In adaptive data analysis, a mechanism gets $n$ i.i.d. samples from an unknown distribution $D$, and is required to provide accurate estimations to a sequence of adaptively chosen statistical queries with respect to $D$. Hardt and Ullman (FOCS 2014) and Steinke and Ullman (COLT 2015) showed that in general, it is computationally hard to answer more than $\Theta(n^2)$ adaptive queries, assuming the existence of one-way functions. However, these negative results strongly rely on an adversarial model that significantly advantages the adversarial analyst over the mechanism, as the analyst, who chooses the adaptive queries, also chooses the underlying distribution $D$. This imbalance raises questions with respect to the applicability of the obtained hardness results -- an analyst who has complete knowledge of the underlying distribution $D$ would have little need, if at all, to issue statistical queries to a mechanism which only holds a finite number of samples from $D$. We consider more restricted adversaries, called \emph{balanced}, where each such adversary consists of two separated algorithms: The \emph{sampler} who is the entity that chooses the distribution and provides the samples to the mechanism, and the \emph{analyst} who chooses the adaptive queries, but has no prior knowledge of the underlying distribution (and hence has no a priori advantage with respect to the mechanism). We improve the quality of previous lower bounds by revisiting them using an efficient \emph{balanced} adversary, under standard public-key cryptography assumptions. We show that these stronger hardness assumptions are unavoidable in the sense that any computationally bounded \emph{balanced} adversary that has the structure of all known attacks, implies the existence of public-key cryptography.

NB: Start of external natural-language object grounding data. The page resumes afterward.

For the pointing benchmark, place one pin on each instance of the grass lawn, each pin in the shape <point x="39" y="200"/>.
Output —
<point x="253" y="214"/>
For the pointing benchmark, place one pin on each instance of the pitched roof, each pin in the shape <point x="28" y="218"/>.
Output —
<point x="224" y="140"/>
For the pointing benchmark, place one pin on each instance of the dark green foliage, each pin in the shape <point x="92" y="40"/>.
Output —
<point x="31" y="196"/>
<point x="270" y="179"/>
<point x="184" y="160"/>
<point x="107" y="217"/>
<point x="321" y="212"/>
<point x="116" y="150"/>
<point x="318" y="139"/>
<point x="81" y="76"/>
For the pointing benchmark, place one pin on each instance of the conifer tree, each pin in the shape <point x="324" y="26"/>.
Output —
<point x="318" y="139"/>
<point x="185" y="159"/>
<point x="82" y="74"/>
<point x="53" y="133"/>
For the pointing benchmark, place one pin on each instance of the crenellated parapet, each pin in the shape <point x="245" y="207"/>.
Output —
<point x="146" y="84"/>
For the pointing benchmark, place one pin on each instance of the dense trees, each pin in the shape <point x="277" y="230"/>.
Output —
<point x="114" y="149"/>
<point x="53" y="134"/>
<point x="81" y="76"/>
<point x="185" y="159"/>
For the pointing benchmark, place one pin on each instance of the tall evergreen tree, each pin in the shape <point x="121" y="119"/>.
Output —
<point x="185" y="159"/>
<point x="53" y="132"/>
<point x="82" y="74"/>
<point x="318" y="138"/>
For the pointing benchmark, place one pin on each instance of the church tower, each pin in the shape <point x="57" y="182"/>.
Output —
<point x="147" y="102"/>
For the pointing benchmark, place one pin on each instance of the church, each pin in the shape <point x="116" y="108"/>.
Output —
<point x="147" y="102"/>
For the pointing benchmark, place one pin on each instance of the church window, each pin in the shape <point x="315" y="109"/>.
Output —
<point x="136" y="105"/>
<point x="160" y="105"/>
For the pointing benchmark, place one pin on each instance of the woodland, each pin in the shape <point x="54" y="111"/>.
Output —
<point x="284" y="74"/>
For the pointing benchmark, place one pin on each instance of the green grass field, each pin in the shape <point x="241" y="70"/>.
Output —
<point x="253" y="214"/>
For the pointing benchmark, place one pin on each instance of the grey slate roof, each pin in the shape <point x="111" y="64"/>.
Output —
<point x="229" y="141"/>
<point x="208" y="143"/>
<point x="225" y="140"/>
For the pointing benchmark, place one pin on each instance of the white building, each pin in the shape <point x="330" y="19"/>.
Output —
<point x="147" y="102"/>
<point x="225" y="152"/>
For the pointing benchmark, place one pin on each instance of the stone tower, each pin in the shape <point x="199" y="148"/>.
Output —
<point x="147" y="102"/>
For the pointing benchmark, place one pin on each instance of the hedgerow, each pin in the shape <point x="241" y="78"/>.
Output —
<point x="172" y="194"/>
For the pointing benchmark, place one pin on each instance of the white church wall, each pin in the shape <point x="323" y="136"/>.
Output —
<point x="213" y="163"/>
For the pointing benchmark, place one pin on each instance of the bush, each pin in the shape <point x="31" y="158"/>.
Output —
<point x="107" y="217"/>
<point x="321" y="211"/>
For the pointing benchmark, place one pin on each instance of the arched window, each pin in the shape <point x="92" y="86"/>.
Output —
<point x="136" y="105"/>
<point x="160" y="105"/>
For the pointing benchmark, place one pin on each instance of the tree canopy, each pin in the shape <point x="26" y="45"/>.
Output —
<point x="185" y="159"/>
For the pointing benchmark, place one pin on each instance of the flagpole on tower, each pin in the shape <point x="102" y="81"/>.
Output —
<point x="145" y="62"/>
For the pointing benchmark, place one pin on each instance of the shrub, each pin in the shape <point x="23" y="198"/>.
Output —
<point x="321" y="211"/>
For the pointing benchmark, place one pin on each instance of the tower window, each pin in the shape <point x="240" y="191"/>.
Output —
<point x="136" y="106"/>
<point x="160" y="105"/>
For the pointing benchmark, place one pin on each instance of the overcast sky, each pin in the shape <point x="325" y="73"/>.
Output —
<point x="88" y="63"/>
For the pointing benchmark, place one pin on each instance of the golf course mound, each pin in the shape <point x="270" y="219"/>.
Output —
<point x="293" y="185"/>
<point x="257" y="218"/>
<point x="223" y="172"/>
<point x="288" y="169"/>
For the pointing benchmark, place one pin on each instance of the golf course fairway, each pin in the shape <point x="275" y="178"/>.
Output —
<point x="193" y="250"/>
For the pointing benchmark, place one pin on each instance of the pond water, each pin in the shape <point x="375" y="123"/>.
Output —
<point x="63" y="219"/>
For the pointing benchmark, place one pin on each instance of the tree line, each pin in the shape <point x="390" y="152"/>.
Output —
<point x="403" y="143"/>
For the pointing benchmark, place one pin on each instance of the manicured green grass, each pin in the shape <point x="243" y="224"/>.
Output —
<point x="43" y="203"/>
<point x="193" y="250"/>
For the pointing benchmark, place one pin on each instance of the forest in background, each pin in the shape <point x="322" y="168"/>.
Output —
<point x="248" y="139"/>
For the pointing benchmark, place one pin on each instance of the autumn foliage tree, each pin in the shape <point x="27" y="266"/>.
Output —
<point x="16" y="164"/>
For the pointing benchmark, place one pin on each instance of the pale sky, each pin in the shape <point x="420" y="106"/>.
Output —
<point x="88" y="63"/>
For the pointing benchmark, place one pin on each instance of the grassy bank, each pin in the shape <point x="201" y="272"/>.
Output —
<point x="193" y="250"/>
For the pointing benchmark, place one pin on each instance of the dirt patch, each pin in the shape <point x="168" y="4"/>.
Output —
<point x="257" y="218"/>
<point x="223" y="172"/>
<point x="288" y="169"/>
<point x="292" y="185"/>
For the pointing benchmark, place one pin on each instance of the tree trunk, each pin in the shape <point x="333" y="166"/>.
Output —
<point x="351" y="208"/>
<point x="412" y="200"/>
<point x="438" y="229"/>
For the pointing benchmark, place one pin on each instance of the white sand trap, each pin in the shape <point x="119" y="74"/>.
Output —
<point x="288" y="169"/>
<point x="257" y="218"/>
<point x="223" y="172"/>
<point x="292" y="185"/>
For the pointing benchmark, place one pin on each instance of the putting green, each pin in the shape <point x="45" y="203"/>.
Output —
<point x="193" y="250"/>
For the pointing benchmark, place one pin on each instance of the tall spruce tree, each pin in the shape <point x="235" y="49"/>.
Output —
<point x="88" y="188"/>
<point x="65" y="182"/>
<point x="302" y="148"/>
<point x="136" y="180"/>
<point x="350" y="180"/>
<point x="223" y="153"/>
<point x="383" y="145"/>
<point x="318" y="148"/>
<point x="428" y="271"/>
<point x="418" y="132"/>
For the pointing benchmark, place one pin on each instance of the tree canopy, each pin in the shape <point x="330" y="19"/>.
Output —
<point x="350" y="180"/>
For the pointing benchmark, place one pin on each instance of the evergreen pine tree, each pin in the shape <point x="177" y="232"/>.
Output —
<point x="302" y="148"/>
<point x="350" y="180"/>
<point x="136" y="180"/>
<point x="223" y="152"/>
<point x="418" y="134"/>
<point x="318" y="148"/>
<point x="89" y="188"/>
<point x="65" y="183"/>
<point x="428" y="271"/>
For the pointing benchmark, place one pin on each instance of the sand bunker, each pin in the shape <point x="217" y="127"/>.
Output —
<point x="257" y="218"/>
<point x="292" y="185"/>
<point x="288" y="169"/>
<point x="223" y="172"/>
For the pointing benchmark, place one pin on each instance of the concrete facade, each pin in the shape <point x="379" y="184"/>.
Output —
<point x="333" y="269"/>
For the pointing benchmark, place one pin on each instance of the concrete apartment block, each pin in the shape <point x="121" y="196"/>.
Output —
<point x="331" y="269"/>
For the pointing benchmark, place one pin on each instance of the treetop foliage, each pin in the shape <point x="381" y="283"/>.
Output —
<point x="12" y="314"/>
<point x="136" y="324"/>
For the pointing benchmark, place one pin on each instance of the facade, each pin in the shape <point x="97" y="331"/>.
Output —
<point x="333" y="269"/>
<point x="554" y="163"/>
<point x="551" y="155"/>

翻译：在自适应数据分析中，机制从未知分布 $D$ 中获得 $n$ 个独立同分布样本，并需对一系列自适应选择的关于 $D$ 的统计查询提供精确估计。Hardt 与 Ullman（FOCS 2014）及 Steinke 与 Ullman（COLT 2015）证明：在一般情形下，若假设单向函数存在，则回答超过 $\Theta(n^2)$ 个自适应查询在计算上是困难的。然而，这些负面结果强烈依赖于一种显著有利于敌手分析者而非机制的敌手模型——选择自适应查询的分析者同时也选择底层分布 $D$。这种不平衡引发了关于所获困难结果适用性的质疑：一个完全了解底层分布 $D$ 的分析者几乎无需向仅持有 $D$ 有限样本的机制发起统计查询。我们考虑更具限制性的敌手，称为**平衡敌手**，其中每个敌手由两个分离的算法组成：**采样器**（负责选择分布并向机制提供样本的实体）与**分析者**（负责选择自适应查询，但对底层分布无先验知识，因此相对于机制不具备先验优势）。我们通过利用有效的**平衡**敌手，在标准公钥密码学假设下重新审视先前下界，提升其质量。我们证明：这些更强的困难假设是不可避免的——任何具有已知攻击结构的计算有界**平衡**敌手，均蕴含公钥密码学的存在。